Five Below Inc. experienced a sharp decline in after-hours trading on Wednesday, with shares dropping 12.6% to $194.87, despite the company reporting first-quarter earnings and revenue that exceeded Wall Street expectations. The teen-focused discount retailer also raised its full-year guidance, yet investors appeared to focus on management's cautious remarks regarding rising fuel costs, persistent inflation, and a potentially more challenging consumer environment.
The stock had closed the regular Nasdaq session up 1.1% at $222.89, but the late-session selloff erased those gains. Trading volume was notably heavy, with approximately 3.1 million shares changing hands during the regular session—nearly three times the average daily volume.
Strong Quarterly Performance
For the fiscal first quarter, Five Below reported net sales of $1.29 billion, a 32.5% increase from the same period last year. Comparable store sales rose an impressive 22.7%. Adjusted earnings came in at $2.22 per share, up sharply from $0.86 in the prior-year quarter. These results comfortably beat the consensus estimates of $1.77 in adjusted EPS on $1.23 billion in revenue, according to MarketBeat.
The company ended the quarter with 1,970 stores across 46 states, having added 49 net new locations during the period.
Guidance Raised, but Caution Prevails
Five Below lifted its full-year fiscal 2026 sales guidance to a range of $5.40 billion to $5.48 billion, up from the previous forecast of $5.20 billion to $5.30 billion. The company now expects adjusted earnings per share of $8.65 to $9.05, compared to the earlier projection of $7.74 to $8.25.
For the second quarter, management guided for sales between $1.18 billion and $1.20 billion, with adjusted EPS in the range of $1.17 to $1.29. This outlook also surpassed analyst expectations of $1.14 billion in sales and $1.12 in adjusted earnings per share, as reported by Benzinga.
Despite the upbeat guidance, Chief Financial Officer Dan Sullivan struck a cautious tone on the earnings call, noting that the company is closely monitoring rising fuel costs, sticky inflation, and a somewhat soft labor market. Sullivan emphasized that Five Below has not yet observed a shift in consumer behavior, but the potential headwinds remain a concern.

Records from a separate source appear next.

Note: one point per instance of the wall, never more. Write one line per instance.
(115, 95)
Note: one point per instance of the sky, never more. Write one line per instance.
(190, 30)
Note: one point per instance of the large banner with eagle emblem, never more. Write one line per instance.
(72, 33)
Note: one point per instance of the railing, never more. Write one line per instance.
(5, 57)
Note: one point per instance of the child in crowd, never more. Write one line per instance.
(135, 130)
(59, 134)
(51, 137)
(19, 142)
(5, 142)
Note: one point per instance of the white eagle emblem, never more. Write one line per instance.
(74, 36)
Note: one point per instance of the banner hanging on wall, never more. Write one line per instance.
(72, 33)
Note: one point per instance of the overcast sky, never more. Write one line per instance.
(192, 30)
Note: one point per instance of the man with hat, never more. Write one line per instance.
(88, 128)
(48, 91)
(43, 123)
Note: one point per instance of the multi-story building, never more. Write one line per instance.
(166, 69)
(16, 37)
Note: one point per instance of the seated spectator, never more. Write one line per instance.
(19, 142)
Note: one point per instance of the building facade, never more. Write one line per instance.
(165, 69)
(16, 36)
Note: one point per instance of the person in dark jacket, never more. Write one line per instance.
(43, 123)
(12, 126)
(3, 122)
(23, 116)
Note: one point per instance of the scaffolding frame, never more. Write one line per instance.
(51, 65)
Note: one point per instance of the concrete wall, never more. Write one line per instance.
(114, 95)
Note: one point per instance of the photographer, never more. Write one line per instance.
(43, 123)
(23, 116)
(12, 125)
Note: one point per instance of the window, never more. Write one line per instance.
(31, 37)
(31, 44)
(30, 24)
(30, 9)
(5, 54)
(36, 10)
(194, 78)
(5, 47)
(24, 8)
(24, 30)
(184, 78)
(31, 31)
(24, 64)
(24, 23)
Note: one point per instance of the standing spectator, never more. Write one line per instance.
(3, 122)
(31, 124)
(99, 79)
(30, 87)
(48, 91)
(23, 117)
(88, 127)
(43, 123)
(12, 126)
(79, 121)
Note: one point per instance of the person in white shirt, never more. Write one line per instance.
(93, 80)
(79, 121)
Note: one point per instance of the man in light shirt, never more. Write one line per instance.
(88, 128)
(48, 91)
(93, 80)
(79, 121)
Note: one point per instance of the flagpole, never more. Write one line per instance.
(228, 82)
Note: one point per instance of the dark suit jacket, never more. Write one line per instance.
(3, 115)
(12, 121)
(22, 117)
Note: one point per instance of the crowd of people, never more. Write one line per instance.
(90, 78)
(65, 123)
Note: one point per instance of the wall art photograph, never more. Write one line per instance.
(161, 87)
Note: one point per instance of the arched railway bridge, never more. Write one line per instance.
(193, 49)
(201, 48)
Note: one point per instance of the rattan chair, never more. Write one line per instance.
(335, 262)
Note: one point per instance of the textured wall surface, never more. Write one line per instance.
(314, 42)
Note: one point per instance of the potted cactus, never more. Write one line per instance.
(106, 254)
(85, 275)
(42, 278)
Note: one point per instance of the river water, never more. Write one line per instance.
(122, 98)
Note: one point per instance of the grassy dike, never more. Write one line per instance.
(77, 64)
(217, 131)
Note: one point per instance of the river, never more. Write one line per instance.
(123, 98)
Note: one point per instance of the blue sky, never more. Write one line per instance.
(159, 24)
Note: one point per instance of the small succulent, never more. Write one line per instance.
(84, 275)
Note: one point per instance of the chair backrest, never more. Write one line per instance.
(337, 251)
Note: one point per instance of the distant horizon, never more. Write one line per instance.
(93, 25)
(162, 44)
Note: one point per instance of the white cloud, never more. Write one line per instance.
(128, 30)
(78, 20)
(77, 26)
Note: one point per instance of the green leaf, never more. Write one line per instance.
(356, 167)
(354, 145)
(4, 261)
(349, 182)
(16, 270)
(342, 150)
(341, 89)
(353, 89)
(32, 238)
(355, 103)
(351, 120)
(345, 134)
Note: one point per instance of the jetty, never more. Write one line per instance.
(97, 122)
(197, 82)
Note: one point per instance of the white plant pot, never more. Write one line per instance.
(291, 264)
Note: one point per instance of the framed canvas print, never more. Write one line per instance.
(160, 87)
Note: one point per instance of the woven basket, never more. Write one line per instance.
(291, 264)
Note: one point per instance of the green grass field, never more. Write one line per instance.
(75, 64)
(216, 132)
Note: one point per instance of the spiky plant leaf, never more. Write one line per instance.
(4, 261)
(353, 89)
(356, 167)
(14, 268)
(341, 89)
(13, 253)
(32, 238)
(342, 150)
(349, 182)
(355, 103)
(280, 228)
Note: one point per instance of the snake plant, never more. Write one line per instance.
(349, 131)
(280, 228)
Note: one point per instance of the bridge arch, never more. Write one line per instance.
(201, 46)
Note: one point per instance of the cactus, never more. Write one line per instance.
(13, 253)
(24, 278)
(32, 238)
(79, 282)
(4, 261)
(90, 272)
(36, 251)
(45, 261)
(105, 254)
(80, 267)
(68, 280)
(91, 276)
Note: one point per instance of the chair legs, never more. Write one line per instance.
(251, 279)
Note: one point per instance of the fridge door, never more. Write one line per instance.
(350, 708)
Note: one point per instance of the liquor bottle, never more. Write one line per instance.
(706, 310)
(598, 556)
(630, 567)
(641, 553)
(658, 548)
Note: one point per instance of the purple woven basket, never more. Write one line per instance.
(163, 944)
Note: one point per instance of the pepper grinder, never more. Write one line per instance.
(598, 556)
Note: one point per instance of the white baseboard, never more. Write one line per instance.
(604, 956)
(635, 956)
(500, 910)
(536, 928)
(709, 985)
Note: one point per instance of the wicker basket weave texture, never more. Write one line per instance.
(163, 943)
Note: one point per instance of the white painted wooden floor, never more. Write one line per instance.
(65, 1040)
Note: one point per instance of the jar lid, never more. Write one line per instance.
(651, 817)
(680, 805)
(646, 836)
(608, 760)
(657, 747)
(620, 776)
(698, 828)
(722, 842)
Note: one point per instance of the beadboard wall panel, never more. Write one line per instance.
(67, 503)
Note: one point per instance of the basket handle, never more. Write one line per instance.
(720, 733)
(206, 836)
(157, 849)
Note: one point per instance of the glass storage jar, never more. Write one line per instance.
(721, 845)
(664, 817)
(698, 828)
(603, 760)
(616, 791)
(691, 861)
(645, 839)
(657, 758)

Market Context and Consumer Trends
The discount retail sector is sending mixed signals. While Dollar Tree raised its annual profit outlook after a strong quarter, benefiting from shoppers seeking lower prices and its expansion into multiple price points, Dollar General saw its shares decline this week despite beating earnings forecasts, as its core customer base continues to face financial strain.
Michael Gunther, senior vice president for research and market intelligence at Consumer Edge, told Reuters that consumers are “clearly shifting behavior.” He identified gas prices as a key indicator to watch, particularly if they remain elevated through the summer and back-to-school season.
Five Below benefited in the first quarter from social-media-driven demand for items like squishy dumplings and larger tax refunds. However, such tailwinds may not persist. The company’s guidance assumes that tariff rates remain at current levels through July 24 and then revert to the start-of-fiscal-year levels. If fuel costs stay high, tariffs become more burdensome, or consumers pull back spending, the raised outlook could be at risk.
CEO Highlights Strategy
CEO Winnie Park attributed the strong quarter to the company’s focus on “compelling newness at amazing value,” which attracted more shoppers. She noted that Five Below leveraged merchandising and marketing to amplify social-media trends, with particularly strong performance in toys, collectibles, games, beauty, fashion, food, and candy categories.
Investors now appear to be questioning whether the chain can sustain its viral-product-driven momentum amid a potentially tougher summer for retailers. The after-hours selloff reflects a market that is weighing the strong numbers against the risks ahead.